Küçük Cin'im ▷▷ 2

1.5K 168 97
                                    

İlk hoşlantım, artık varlığını kabullendiğim bir cin ile tarihe karışırken ben, liseyi, insanlar beni deli sanıyorken bitirmiştim. O günden sonra kimseye karşı bir adımım olmamış, olmaya bir adım yaklaştığımda ise yüzüme mavi pelerinler örtülmüştü. Bununla yaşamayı öğrenmiştim. Şimdi ise üniversitemde, normal bir insan olarak gezebiliyordum. Ki bunun bahsini açmaya bile gerek yoktu çünkü ben zaten normal bir insandım. Eğer küçük, uçan bir cinim olması beni anormal yapmıyorsa...

Yeni bir aşk yeşeriyordu kalbimde. Çoktan ikinci döneme başlamıştık ve ilk dönemden beri gözettiğim, gördüğüm an yanaklarımı al al yapan bir kız vardı. Bu lise aşkımdan çok öteydi. Sanki daha yoğundu ve daha gerçek. Artık yeni bir ortamda olduğumdan ona yakınlaşmam pek mümkün değildi. Ri Jin'le konuşmak bile yaklaşık 1 senemi almıştı. Şimdi, birkaç aylık bir tanışıklıkla için ona yaklaşmam... İmkansız gibi bir şeydi.

Çalışkan bir öğrenci olup kütüphaneye gelmiş ve kitabım önümde açık, oturuyordum. Karşımdaki masada o vardı. Ne yazık ki adını bilmiyordum. Ve kırk yılda bir gelen deli cesaretim, bunu bahane olarak kullanabileceğimi söylüyordu. Yanına gidebilir ve aynı bölümde okuduğumuzu bahane ederek yakınlık kurabilirdim.

Ciddi anlamda cesaretli hissediyorken neden yerimden kalkmadığımı sorguladım bir süre. Yalnızdı, etrafta fazla kimse yoktu. Ortam sessiz ve sanki benim harekete geçebilmem için özellikle organize edilmiş gibiydi.

Tüm düşünceler beni biraz daha gaza getirirken sessizce sandalyemi ittim. Bu hareketim onun dikkatini çekmiş olmalı ki başını kaldırıp masum bakışlarıyla bana baktı ve benim refleks olarak ortaya çıkan gülümsememe karşılık verdi. O çok güzel gülüyordu. Hep bana bakıp gülmesini istiyordum.

Derin bir nefes alıp masadan ayrıldım ve karşı masaya gitmek için ilk adımımı attım. Başı öne eğik, saçları kollarına serilmişken oldukça çekici duran kıza doğru yavaşça yaklaştım. Başını kaldırmak üzereydi ve ben ağır çekimin içine hapsedilmiş hissettim. Biraz rüzgar vuruyordu sanki, bir şey yanaklarıma sürtüyordu. Mavi... Pelerin... Cin. KYUNGSOO!

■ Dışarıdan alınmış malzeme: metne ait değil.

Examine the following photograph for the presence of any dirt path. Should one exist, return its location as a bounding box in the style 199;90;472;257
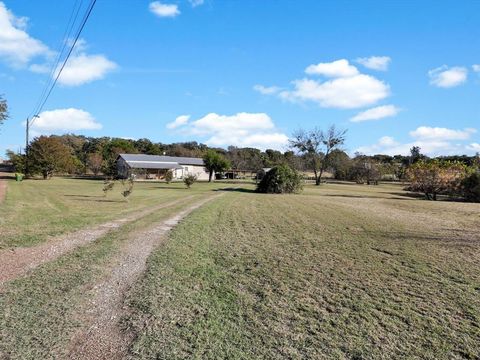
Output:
68;194;222;359
0;194;194;287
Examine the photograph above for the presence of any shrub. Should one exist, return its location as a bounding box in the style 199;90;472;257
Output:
183;174;197;189
406;160;467;200
165;170;173;184
257;165;302;194
462;172;480;202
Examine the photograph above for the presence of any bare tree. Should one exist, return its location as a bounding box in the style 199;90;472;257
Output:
290;125;347;185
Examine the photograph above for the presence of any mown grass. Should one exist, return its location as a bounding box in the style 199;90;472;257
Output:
124;185;480;359
0;190;214;359
0;178;225;249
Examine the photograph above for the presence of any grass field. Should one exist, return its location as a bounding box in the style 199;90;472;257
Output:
0;179;480;359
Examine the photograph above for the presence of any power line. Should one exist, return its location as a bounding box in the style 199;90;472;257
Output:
30;0;97;125
28;0;83;118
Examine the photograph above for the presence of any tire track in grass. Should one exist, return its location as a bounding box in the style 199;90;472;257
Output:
0;194;194;289
68;193;223;359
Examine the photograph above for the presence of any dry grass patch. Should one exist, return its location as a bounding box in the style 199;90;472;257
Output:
125;185;480;359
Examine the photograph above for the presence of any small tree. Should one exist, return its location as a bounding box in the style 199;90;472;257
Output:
183;174;197;189
165;170;173;184
87;153;103;176
28;136;72;179
257;165;302;194
203;149;230;182
7;150;25;173
290;125;347;185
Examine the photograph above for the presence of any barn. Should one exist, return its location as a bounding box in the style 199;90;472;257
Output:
117;154;208;180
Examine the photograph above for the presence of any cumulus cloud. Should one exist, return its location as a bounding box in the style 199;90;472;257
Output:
148;1;180;17
260;59;390;109
32;108;102;133
54;52;117;86
350;105;400;122
167;115;190;129
428;65;468;88
305;59;359;77
253;85;282;95
356;126;478;156
410;126;476;140
279;74;390;109
0;2;51;67
167;112;288;149
356;56;392;71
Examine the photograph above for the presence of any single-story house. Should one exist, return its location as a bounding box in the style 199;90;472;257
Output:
117;154;208;180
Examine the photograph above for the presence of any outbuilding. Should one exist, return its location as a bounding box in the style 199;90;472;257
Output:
117;154;208;180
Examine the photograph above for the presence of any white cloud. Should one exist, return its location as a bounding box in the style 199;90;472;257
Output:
253;85;282;95
356;126;480;156
350;105;400;122
0;2;51;67
55;46;118;86
188;0;205;7
167;112;288;149
305;59;359;78
279;74;390;109
148;1;180;17
409;126;476;140
32;108;102;133
167;115;190;129
356;56;392;71
428;65;468;88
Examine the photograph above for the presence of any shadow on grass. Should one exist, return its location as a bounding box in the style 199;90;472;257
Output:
65;196;125;203
63;194;103;198
213;187;258;194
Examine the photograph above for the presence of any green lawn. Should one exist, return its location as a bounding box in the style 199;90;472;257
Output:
126;185;480;359
0;179;480;359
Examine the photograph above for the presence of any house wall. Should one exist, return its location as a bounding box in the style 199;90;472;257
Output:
176;164;208;180
117;158;130;179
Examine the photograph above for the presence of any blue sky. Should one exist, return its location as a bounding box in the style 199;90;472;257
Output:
0;0;480;156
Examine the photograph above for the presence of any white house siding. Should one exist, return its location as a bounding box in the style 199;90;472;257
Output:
177;164;208;180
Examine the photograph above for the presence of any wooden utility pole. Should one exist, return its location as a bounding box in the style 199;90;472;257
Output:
25;118;30;177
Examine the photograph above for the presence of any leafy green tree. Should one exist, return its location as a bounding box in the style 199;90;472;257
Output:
165;170;173;184
28;136;72;179
183;174;197;189
407;160;468;200
257;165;302;194
290;125;347;185
7;150;25;173
102;138;138;176
203;149;230;182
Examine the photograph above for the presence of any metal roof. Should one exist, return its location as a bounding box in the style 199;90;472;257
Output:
127;161;183;169
119;154;204;169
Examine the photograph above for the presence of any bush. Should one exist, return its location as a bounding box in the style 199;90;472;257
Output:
165;170;173;184
462;173;480;202
183;175;197;189
257;165;302;194
406;160;468;200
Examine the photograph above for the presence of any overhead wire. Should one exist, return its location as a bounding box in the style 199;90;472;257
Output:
30;0;97;125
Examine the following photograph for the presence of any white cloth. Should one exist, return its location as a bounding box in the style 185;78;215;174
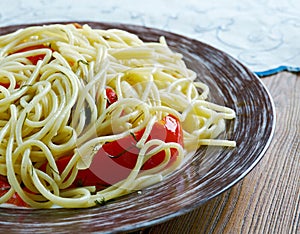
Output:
0;0;300;71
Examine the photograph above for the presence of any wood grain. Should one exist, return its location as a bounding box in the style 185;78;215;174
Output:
139;72;300;234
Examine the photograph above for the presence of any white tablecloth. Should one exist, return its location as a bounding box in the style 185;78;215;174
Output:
0;0;300;72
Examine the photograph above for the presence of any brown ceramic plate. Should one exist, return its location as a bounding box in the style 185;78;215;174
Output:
0;22;275;233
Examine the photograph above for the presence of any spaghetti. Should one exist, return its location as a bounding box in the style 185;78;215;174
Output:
0;24;235;208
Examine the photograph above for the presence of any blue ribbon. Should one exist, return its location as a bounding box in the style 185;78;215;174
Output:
254;66;300;77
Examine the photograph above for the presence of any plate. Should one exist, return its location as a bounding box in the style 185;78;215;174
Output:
0;22;275;233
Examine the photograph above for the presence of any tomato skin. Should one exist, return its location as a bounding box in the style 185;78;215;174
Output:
105;87;118;107
0;176;29;207
77;115;183;186
46;115;183;190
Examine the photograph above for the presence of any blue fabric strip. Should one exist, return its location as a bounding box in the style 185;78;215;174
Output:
254;66;300;77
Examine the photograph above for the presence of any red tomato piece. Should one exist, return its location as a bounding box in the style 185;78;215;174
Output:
42;115;183;190
105;87;118;107
0;176;28;207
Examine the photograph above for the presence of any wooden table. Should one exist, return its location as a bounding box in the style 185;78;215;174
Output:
133;72;300;234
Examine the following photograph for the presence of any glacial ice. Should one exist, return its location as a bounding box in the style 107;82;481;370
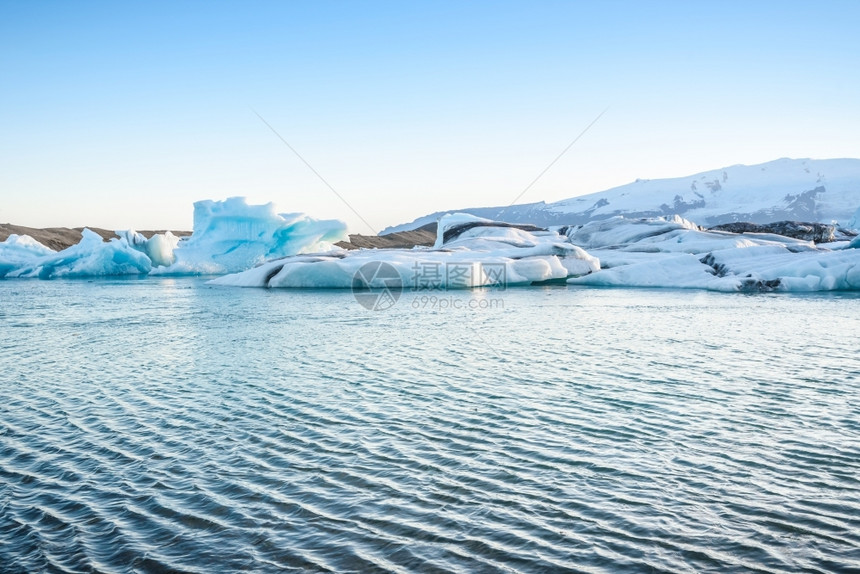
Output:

Başımı kaldırıp yanağımdan sürterek geçen ve kızın arkasından deli işaretleri yapan Kyungsoo'ya baktım. Benim ona baktığımı fark edince hareketlerini kesip dudaklarını ukalaca gererek gülümsedi. El salladı ve hızla rafların arasında kayboldu.

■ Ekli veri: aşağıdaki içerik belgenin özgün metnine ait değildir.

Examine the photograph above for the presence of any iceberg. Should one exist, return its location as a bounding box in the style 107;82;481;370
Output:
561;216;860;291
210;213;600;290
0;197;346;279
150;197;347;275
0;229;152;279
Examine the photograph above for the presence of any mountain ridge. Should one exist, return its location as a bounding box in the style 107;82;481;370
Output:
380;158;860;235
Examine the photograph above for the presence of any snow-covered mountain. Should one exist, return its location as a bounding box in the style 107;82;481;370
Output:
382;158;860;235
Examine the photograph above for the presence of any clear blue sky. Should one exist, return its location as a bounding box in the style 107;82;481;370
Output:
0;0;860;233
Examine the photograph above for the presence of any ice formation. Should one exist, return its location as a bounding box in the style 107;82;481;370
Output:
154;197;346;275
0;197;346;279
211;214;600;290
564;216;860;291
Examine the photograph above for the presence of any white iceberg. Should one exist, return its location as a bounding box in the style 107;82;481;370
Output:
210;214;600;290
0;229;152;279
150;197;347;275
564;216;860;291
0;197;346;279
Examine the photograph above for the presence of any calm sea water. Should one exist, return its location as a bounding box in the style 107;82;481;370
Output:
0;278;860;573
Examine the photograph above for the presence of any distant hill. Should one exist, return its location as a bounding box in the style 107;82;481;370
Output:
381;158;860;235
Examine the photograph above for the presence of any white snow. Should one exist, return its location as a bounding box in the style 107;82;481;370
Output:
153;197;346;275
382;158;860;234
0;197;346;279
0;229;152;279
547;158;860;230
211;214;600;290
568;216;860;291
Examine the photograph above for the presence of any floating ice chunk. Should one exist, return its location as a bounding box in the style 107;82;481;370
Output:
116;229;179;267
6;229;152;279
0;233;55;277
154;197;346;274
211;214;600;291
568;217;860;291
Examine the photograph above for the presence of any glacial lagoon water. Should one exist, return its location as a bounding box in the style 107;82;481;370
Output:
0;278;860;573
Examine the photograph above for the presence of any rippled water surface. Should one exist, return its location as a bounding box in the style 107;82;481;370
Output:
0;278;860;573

Bir kıza baktım, bir de kitapları inceleyen ve onları yere atan küçük cine. Ne yapmam gerektiği konusunda ufak bir kararsızlık yaşadıktan sonra masasının başında dikildiğim kızdan koşarak uzaklaştım. Küçük şeytanın yere attığı kitapları bir bir yerleştirdim, ne var ki o hala devam ediyordu.

"Yoruldum artık. Kes şunu!" diye fısıldamıştım.

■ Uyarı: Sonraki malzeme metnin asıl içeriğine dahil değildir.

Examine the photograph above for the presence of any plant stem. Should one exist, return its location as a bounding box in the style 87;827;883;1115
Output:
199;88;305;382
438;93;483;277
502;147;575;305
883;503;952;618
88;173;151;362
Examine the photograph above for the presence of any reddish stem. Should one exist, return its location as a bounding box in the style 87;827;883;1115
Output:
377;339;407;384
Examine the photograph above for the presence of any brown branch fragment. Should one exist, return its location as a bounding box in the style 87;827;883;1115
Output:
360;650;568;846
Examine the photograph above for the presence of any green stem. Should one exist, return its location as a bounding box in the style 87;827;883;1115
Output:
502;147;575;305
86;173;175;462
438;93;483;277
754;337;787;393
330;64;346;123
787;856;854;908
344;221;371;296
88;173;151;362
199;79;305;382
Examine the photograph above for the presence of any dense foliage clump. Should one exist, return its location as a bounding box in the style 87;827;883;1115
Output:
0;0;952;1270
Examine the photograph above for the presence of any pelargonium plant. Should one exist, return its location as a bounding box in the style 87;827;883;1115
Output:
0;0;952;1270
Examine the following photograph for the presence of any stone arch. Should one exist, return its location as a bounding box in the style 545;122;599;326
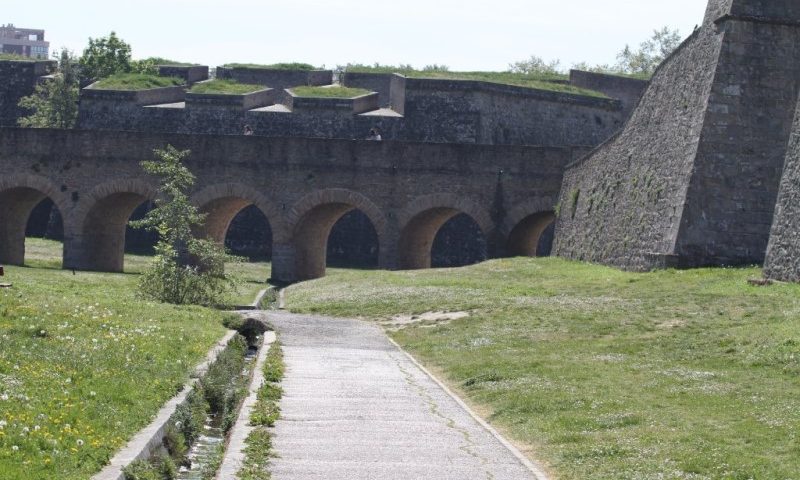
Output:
503;197;556;257
398;193;494;270
70;179;158;272
191;183;287;243
0;174;67;265
288;189;386;280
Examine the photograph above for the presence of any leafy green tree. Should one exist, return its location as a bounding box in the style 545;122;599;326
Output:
18;48;78;128
131;145;237;305
508;55;561;75
80;32;131;82
616;27;681;75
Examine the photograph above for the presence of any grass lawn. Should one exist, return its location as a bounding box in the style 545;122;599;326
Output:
286;258;800;480
92;73;185;90
0;239;231;480
189;80;267;95
292;86;371;98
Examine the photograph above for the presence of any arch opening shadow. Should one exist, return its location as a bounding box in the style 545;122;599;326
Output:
293;202;378;281
431;213;488;268
0;187;64;265
326;209;380;269
83;192;149;272
398;207;487;270
506;212;556;257
125;200;158;255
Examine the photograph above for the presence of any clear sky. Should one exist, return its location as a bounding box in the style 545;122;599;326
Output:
6;0;706;70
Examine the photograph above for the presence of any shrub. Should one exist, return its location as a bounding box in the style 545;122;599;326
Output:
131;145;238;305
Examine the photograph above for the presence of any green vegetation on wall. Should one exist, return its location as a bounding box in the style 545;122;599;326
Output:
223;62;319;71
291;86;371;98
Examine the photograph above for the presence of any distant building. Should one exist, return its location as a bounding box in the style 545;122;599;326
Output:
0;23;50;59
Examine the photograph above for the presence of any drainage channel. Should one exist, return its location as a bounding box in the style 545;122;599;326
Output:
175;344;261;480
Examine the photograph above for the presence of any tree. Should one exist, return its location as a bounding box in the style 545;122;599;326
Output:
616;27;681;75
508;55;561;75
18;48;78;128
130;145;237;305
80;32;131;82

Dudaklarını ağzının içinde toparladı ve küçük bir sesle oradan çıkardı. "Pardon!" dedi.

"Bugün kırmızı tişört giydim, nasıl?" diye sordu bana merak ve heyecanla. Yalnızca gözlerimi devirdim.

Ellerini arkasında birleştirdi, havada süzülen ayaklarını oynatmaya başladı ve benden bir cevap bekledi. Hiçbir zaman benim tepkisizliğime onay vermez, mutlaka bir cevap alana kadar beklerdi. Buna karşılık onu inceledim. Her zaman giydiği beyaz pantolon ve mavi gömleği yoktu. Kot pantolon, kırmızı tişört giymişti ve spor ayakkabıları vardı. Bu garipti. Küçüktü, uçuyordu ama onu hiçbir zaman bir cin olarak görmediğimi fark ettim. Benim için insandan farksız olmuştu.

"Kot ve spor ayakkabı da giymişsin." dedim kollarımı önümde bağlayıp kitaplara yaslanırken.

"Oh! Fark ettin." dedi sevinçle. Güldüm.